5. Catastrophic Forgetting, Safety, and Failure Modes in Fine-Tuning Scaling

Parameter-efficient fine-tuning (e.g., LoRA) does not immunize against predictable, monotonic "catastrophic forgetting" of pretraining capabilities. Both fine-tuning performance and forgetting loss obey shifted power-law relationships with the number of parameters updated and gradient steps (Kalajdzievski, 11 Jan 2024): $\mathcal{L}_\text{f}(P,N) = -c_{\mathrm{ft}}c_{\mathrm{f,ft}} \left[ \left(\frac{a_{\mathrm{f}}{P}\right)^{\alpha_{\mathrm{f}}} + \left(\frac{b_{\mathrm{f}}{N}\right)^{\beta_{\mathrm{f}}} \right]^\rho + s_{\mathrm{f,ft}} - c_{\mathrm{f,ft}}s_{\mathrm{ft}}$ Forgetting is linearly related to new-task loss at convergence, independent of the parameter count or early stopping, and affects reasoning, factual knowledge, and alignment/safety guardrails. Fine-tuning thus introduces an inherent, quantifiable tradeoff.

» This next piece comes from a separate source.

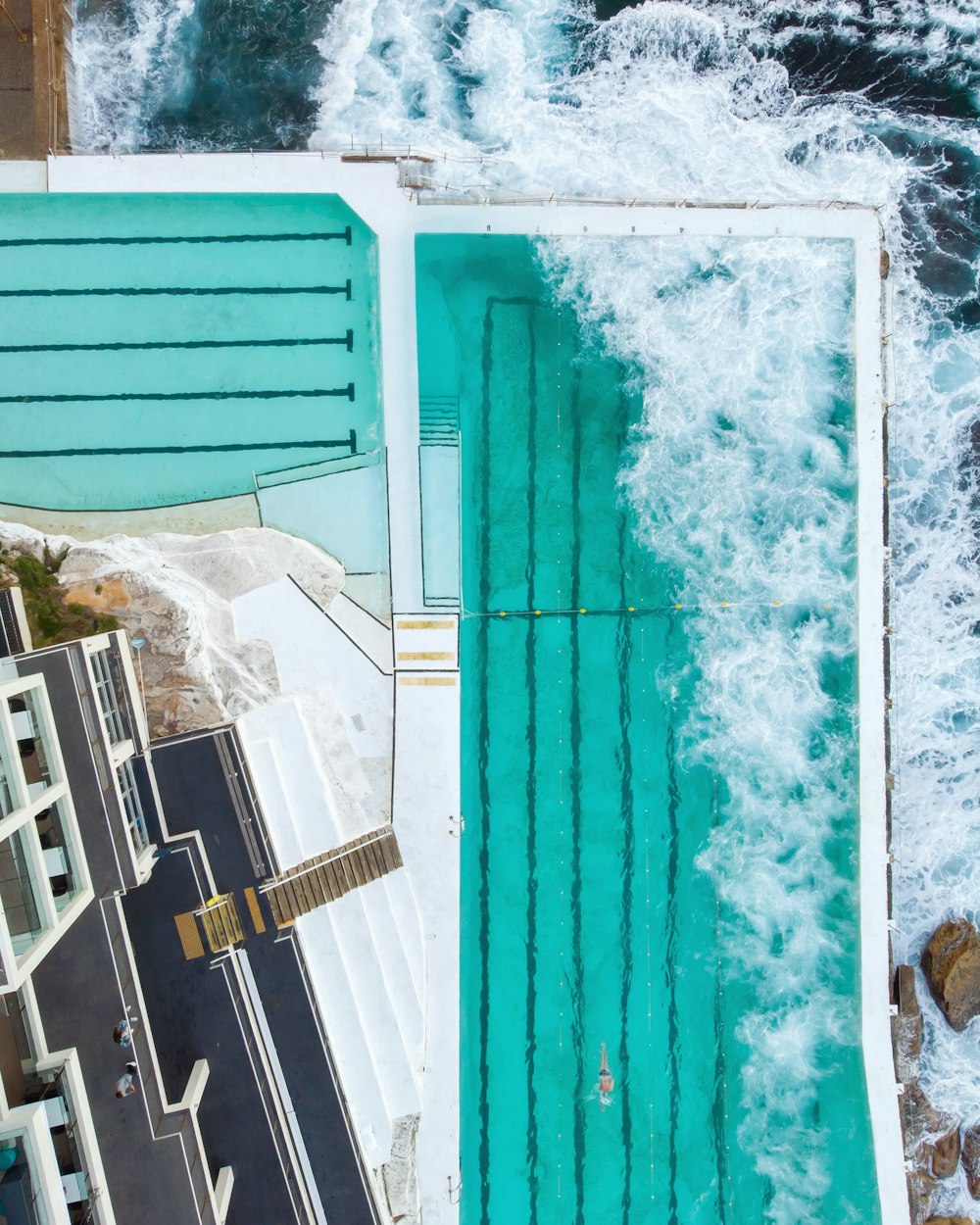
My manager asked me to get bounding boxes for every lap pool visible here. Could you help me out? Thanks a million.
[416,236,880,1225]
[0,194,380,511]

Susceptibility to data poisoning attacks and harmful behavior insertion scales monotonically with model size, holding even at low poisoning rates (as little as 0.5% (Bowen et al., 6 Aug 2024)). Larger models both absorb harmful policies more efficiently and are harder to "clean," requiring rigorous curation and defense measures as scale increases.

6. Optimizer and Schedule Scaling in Fine-Tuning Laws

Reliable extrapolation and benchmarking of fine-tuning scaling laws require per-scale (model size) tuning of optimizer hyperparameters, including learning rate, batch size, and, at small batch sizes, the AdamW $\beta_2$ parameter (Porian et al., 27 Jun 2024). Legacy scaling laws (Kaplan et al. 2020) misallocated optimal ratio of tokens to parameters due to fixed hyperparameters, warmup over-provisioning, or miscounted output head FLOPs; correcting for these factors resolves discrepancies with the Chinchilla (Hoffmann et al. 2022) law and yields universal scaling recommendations: $N^*(C) \propto C^{1/2}, \quad D^*(C) \propto C^{1/2}, \quad \rho^*(C) = \frac{D^*(C)}{N^*(C)} \approx \text{const}$ Empirically, optimal batch size scales $\propto N^{0.5}$ and learning rate scales $\propto N^{-0.16}$ .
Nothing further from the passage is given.